ということで、哲学者による机上の空論は、かくももろい、と思わせられた。

それにしても、世界にとって、
日本の戦後の復興がどれだけ驚きに満ちたものだったのか、
再認識させられた。

日本が復興を遂げた時期、
その礎を築いた人たちは、戦前の教育を受けた私の祖父母の世代だった。
日本の明治維新後の国つくりは、戦争という道に進んだわけだけれど、
でもやはり、日本人の気質をよく考えた上での、
自分たちで作り上げたすごい教育システムだったのだろうと思う。

日本に帰ると、道ゆく人の顔が暗くて、「あれれ?」と思うこともあるのだけれど、
海外にいるとやはり、日本は黄金の国ジパングに見えるのだ。
それはやはり、第一に自然が美しいこと。
そして第二に、人が礼儀正しいこと。

自然に対する敬意と、家庭の躾は、
どんな歴史の流れにあっても、忘れちゃいけない日本の宝だと思う。

横断幕

2012-03-04 17:39:56 | Weblog
昨晩の雨は、けっこう本降りだったので、
相変わらずアパートのひさしにあたる雨粒の音がうるさく、
夜中に何度も起こされた。

中国人たちは、本当にこんな音の中でも熟睡できるのだろうか。
まあ、できるんだろうな、と思いつつ、なかなか信じられない。
でも、日本人も、つい何十年か前までは、大音響でも熟睡できたのかもしれないな。

さて、昨日の散歩で、見つけた横断幕。
上海市黄浦区政府に対する抗議。



黄浦区政府が、法廷でいかさまをやりやがった。
政府のやり方は横暴だ。
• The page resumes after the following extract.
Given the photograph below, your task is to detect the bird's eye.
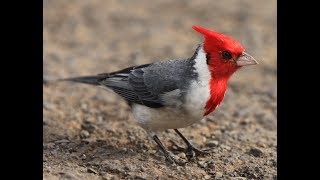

借地権を返せ!

みたいなことが書いてある。
こんな内容を貼り出しても怒られないんだなあ。

むかし留学していた頃の北京には、
偉大なる毛沢東思想、とか、
雷峰さんを見習おう! みたいなスローガンが街中に貼られていたけれど、
いまはもう、そういうものも少なくなった。

農村に行くと、一人っ子政策のスローガンは見かけるけれど、
思想的な内容はめっきり減ったと思う。

これがまた、ウイグルやチベットに行くと、全然違うんだろうな。

散歩

2012-03-03 19:13:31 | Weblog
お昼ごろ雨があがったので、仕事の調べ物がてら散歩に出掛けた。

久しぶりに見かけた路上床屋。



お婆さんがつくろいものをしている隣で、
おじいさんは髪を切ってもらい、
そのまた向こうでは、洋服の寸法直しのおばさんが、ミシンをまわす。

懐かしい光景。
まだ上海の中心でも、一本入ると残っているんだ。

きっと室内はリフォームされてきれいだろうけど、外側は昔の面影。
洗い場が外にあるアパート。



振り向けば、大胆に洗濯物が干されている。
雨が上がったから。
明日も雨みたいだし、みんな束の間の曇り空に、洗濯物を出していた。



門が素敵な洋館。
アメリカ領事館の近く。



なんだかんだ言って、最後に頼りになるのは日本領事館ではなくてアメリカ領事館だから、
場所はちゃんと覚えておこう。

イラン領事館の裏手には、大きなアンテナがあった。
いったい、何を受信してるの?



思わず、以前シルクロードで見たゾロアスター教の祭壇を思い出した窓。
スペイン風建築と書かれていた。



椿のつぼみも色づく。



さて、夕飯食べて、もう一仕事するか。

かしら

2012-03-03 01:47:36 | Weblog
いま江戸川乱歩の作品を読んでいる。
あの頃の小説だなあ、と思うポイントは、
男性のセリフで、「○○かしら」という言い回しがあるところ。
作家によっては、「○○かしらん」になっていたりする。
そこで、作者の意図とは別に、くすりと笑えてしまう。

仮に、病弱で両親以外の人と話したことがない男の子が、
すごい江戸川乱歩のファンだった場合、
やっぱり、語尾に「かしら」をつけるようになるのだろうか。

少年マンガが好きな中国人の女性が、
「ねえ、メシ、くった?」と、非常に愛らしい笑みを浮かべながら
日本人に話しかけてしまうように。

きっと私も、へんな中国語で話してるんだろうなあ。
中国語の場合、語尾で性差が大きく出ることはないとはいえ。

上海で初音ミクのコンサートがあるようなんだけど、
ボーカロイドのコンサートって、いったいどんななんだろう。